第4話 エルクハイム

 一度地上降りてもらい、フィーィの感想と残り五人の希望を聞き、気分が悪くなったら吸収を止めることを条件に魔力玉を渡した。

 それぞれ順番に魔力を吸収したが、皆の魔力吸収時間がバラバラで固体差が有るのは、人族と同じだと微笑ましかった。

 

 《昨日も魔力が倍以上に増えた気がしたが、今日も倍以上になった気がする》

 

 フィーィの声に、他の皆も頷く。

 多分今まで魔力の増やし方が判らなかったのか、高濃度の魔力を吸収した経験が無いのだろう。

 毎日魔力を吸収して自分の限界を知っていた方が良いので、魔力玉を提供するよと言ったら喜んでくれた。

 

 再び標的の柱に向かって各自得意の魔法を撃つが、着弾音が全然違うし標的の柱がボロボロになったので中止。

 

 午後からエルクハイムに向けて歩き始めたが、フィーィが体長1m程のブラウンスパイダーを見つけて瞬殺する。

 何時もなら仲間が時々蜘蛛の巣に引っ掛かるが、今日は簡単に見つけたと聞いたので、魔力の増大と共に能力も上がっていると思われる。

 

 ブラウンスパイダーの糸袋は、上等な布の原料になると聞いたので取り出して空間収納にポイ。

 時折ブラウンスパイダーを見つけては、フィーィの仲間達が速攻で攻撃する。

 どうも森の中を飛ぶときに、ブラウンスパイダーの巣に引っ掛かると、魔力が足りなければ餌になったりして恨み骨髄らしい。
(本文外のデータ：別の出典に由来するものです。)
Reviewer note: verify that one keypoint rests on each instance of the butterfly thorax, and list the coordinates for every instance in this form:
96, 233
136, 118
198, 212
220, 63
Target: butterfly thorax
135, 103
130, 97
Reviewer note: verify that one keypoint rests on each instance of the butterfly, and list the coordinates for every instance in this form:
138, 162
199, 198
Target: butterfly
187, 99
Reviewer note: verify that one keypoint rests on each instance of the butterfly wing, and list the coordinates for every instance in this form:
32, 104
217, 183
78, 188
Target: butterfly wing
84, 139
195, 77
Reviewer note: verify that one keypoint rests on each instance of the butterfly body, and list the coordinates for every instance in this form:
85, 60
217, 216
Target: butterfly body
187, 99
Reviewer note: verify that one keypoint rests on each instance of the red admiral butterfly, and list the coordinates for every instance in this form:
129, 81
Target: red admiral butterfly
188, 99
 今なら能力が上がって巣も簡単に発見出来るし、倒すのも楽なので発見次第殲滅する気らしい。


 漸く木々が疎らになり草原地帯に出たのでフィーィに高く上がってもらい近くに集落がないか見てもらった。

 

 《アール、大きな街が在るよ! 小さな町も!》

 

 《大きな街に行きたいので、方向と距離だけ教えて》

 

 《うーん・・・今の僕なら途中で一回か二回休憩すれば着くね》

 

 駄目だ、フィーィの飛ぶ速度や一回でどの程度飛べるのか知らない。

 まっ、方向が分かれば良いか。

 降りて来たフィーィが肩に乗り方向を教えてくれるので、取り合えず歩き出す。

 

 草原といっても灌木や丈の高い草も生えているので見通しが悪い。

 時折現れるラノベでお馴染みのホーンラビットやゴブリンを倒しながら、夕暮れ前に馬車が通っているのを遠目に確認した。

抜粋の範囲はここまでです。